Court rules in favor of employer exemptions to contraceptive coverage

By Carol Zimmermann

WASHINGTON (CNS) — In a 7-2 ruling July 8, the Supreme Court ruled in favor of Trump administration rules that give employers more ability to opt out of providing contraceptive coverage in their health plans.

The decision, written by Justice Clarence Thomas, said the administration had “the authority to provide exemptions from the regulatory contraceptive requirements for employers with religious and conscientious objections.”

Dissenting votes were by Justices Ruth Bader Ginsburg and Sonia Sotomayor.

The case examined if the expansion of the conscience exemption from the Affordable Care Act’s contraceptive mandate violated the health care law and laws governing federal administrative agencies.

It highlighted — as it has before when the Affordable Care Act’s contraceptive mandate has come before the high court — the Little Sisters of the Poor, the order of women religious who care for the elderly poor. The sisters were represented, as they have been previously, by Becket, a religious liberty law firm.

The oral arguments were the combined cases of Little Sisters of the Poor Saints Peter and Paul Home v. Pennsylvania and Trump v. Pennsylvania.

A recap of the sisters’ involvement in this case goes back to 2013 when religious groups and houses of worship were granted a religious exemption by the Supreme Court from the government’s mandate to include contraceptive coverage in their employee health plans. Three years later, religious nonprofit groups challenged the requirement to comply with the mandate and the court sent the cases back to the lower courts with instructions for the federal government and the challengers to try to work out an agreeable solution.

Then in 2017, religious groups were given further protection from the contraceptive mandate through an executive order issued by President Donald Trump requiring the U.S. Department of Health and Human Services to write a comprehensive exemption to benefit religious ministries, including the Little Sisters of the Poor, from the contraceptive mandate. HHS provided this exemption in 2018, but several states challenged it, including California, Pennsylvania and New Jersey, saying HHS didn’t have the power to give this exemption.

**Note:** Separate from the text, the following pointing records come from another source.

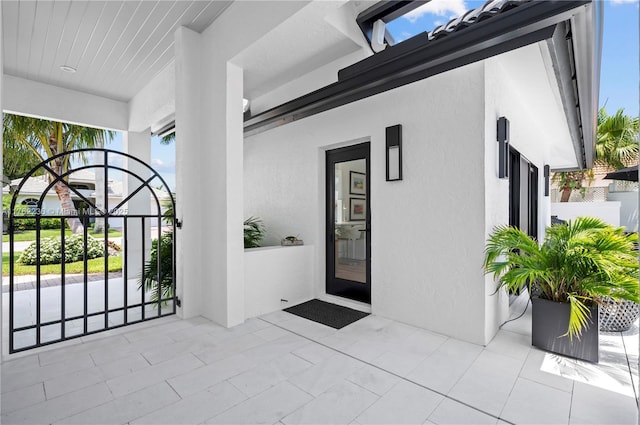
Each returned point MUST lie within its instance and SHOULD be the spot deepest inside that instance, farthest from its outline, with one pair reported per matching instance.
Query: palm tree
(617, 139)
(17, 161)
(579, 262)
(44, 139)
(616, 147)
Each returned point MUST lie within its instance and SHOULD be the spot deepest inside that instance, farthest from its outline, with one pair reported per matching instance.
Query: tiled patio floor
(284, 369)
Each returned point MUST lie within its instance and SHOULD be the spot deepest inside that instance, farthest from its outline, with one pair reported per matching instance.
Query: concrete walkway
(22, 283)
(282, 369)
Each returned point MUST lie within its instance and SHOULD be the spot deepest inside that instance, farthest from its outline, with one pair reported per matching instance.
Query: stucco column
(209, 174)
(139, 146)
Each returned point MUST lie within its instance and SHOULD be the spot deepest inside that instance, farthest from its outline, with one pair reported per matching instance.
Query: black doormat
(328, 314)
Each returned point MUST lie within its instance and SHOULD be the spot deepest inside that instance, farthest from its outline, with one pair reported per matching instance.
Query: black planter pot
(550, 320)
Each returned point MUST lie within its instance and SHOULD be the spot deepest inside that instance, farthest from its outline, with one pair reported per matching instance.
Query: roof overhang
(421, 57)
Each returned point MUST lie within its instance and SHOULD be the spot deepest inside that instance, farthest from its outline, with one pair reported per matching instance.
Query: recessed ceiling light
(67, 68)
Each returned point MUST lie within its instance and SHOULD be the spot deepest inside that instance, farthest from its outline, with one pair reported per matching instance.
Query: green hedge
(51, 252)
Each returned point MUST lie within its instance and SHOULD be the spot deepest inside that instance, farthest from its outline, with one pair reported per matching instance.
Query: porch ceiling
(116, 46)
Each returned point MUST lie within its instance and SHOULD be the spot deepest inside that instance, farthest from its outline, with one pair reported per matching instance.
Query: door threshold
(345, 302)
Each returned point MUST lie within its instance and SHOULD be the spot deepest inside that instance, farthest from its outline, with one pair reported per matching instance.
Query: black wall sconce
(503, 148)
(547, 172)
(394, 152)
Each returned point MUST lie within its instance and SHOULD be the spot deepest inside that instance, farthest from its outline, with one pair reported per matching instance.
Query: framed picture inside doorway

Pennsylvania and New Jersey obtained a nationwide injunction against the rules protecting religious objectors from the contraceptive mandate; that injunction was then upheld by the 3rd U.S. Circuit Court of Appeals, based in Philadelphia.

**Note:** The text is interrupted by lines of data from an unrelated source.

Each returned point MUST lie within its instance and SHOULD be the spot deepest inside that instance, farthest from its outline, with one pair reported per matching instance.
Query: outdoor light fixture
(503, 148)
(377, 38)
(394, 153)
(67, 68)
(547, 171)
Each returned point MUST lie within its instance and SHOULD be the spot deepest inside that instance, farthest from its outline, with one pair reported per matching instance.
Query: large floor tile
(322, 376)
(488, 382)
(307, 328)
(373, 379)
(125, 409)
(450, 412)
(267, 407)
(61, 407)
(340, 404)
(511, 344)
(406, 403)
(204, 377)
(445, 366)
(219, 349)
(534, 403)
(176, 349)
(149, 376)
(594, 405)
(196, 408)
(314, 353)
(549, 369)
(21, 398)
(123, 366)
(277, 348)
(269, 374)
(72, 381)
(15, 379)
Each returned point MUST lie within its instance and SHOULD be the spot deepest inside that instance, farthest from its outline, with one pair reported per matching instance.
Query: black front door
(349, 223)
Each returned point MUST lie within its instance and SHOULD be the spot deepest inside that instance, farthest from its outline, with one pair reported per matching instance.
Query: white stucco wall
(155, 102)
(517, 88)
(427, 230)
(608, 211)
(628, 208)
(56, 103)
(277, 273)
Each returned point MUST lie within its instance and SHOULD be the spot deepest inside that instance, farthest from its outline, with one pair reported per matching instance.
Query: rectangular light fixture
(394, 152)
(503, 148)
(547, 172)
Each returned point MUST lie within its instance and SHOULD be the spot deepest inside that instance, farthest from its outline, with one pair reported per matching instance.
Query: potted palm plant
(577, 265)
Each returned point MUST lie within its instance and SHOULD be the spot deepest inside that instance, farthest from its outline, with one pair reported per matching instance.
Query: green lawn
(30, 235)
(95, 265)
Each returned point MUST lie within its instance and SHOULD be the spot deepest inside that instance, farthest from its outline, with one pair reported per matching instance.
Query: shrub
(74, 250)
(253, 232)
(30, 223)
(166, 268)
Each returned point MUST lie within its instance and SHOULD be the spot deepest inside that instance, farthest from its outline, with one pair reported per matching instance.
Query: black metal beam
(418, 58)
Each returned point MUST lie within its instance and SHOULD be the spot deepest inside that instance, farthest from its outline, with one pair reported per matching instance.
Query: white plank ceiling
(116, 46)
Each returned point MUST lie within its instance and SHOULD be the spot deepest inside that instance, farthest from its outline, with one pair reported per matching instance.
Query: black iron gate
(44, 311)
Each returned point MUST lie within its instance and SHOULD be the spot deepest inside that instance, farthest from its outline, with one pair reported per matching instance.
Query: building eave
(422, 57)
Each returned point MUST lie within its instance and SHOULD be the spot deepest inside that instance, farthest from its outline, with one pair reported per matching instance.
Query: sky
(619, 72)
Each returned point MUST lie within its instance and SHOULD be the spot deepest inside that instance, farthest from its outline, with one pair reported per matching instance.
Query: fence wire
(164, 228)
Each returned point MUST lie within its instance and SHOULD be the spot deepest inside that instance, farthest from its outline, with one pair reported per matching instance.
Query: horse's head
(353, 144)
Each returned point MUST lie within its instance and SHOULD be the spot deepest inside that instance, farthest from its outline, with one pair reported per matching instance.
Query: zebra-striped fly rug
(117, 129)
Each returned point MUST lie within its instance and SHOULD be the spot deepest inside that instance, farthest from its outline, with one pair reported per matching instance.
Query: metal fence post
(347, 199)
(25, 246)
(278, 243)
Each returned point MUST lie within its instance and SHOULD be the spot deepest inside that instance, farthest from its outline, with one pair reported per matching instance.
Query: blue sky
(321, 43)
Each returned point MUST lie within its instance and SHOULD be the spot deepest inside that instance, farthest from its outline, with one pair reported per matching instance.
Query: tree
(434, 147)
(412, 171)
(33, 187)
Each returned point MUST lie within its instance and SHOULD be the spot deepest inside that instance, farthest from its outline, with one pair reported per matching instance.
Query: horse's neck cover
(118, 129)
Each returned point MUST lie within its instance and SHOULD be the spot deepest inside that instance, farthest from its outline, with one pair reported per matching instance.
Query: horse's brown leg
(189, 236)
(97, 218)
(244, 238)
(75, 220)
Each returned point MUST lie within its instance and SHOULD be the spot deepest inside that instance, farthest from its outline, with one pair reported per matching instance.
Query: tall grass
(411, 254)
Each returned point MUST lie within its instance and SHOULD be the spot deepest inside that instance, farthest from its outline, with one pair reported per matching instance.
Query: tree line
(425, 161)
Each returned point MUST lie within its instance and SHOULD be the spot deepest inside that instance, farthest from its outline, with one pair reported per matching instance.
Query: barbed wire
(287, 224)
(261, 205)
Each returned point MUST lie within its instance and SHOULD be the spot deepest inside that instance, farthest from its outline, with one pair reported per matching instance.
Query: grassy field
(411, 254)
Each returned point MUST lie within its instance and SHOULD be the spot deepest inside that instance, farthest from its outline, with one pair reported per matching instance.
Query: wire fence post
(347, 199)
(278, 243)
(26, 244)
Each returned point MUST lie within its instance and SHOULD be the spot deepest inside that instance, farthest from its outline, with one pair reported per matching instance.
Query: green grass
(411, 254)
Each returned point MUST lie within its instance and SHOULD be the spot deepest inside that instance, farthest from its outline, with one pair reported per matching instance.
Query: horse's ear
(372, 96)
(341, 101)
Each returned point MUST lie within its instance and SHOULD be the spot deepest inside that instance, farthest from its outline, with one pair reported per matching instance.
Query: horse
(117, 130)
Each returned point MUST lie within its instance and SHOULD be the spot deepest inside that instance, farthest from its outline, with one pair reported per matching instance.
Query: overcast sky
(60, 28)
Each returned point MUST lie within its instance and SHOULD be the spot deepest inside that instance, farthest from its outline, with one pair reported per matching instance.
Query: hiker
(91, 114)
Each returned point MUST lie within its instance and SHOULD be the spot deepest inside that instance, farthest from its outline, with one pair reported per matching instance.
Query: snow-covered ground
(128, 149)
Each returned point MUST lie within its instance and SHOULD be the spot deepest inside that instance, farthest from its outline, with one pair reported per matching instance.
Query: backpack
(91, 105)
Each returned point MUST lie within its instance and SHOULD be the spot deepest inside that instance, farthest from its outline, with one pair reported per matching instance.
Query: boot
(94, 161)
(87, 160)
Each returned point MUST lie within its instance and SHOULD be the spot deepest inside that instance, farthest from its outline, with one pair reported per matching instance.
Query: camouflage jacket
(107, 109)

This is where the Little Sisters come back because they appealed the circuit court’s ruling and asked the Supreme Court to step in.

In one of the two consolidated cases, Trump v. Pennsylvania, the administration argued that the exceptions to the contraceptive mandate for religious groups were authorized by the health care law and required by the 1993 Religious Freedom Restoration Act, known as RFRA.

Lawyers for Pennsylvania and New Jersey said the administration lacked statutory authority to issue such regulations and said the government did not follow proper administrative procedures.

The second case examines whether the Little Sisters of the Poor had the standing to appeal the 3rd Circuit ruling since a separate court order had already allowed them to refuse to provide contraceptive coverage in their employee health plans.

The U.S. Conference of Catholic Bishops filed a friend-of-the-court brief siding with the Little Sisters of the Poor, which stressed that the court needs to set the record straight, particularly with its interpretation of RFRA, which says “governments should not substantially burden religious exercise without compelling justification.”

The brief said there was a compelling need to review this case not only because the 3rd Circuit Court decision conflicts with other Supreme Court rulings on this topic in Hobby Lobby and Zubik decisions, but because its ruling “threatens to reduce one of America’s leading civil rights laws to virtual impotence,” referring to RFRA.

It emphasized that RFRA essentially hangs in the balance because the appeals court “adopted a grudging interpretation of the statute that will, unless reversed, too often deny protection for religious people and institutions.”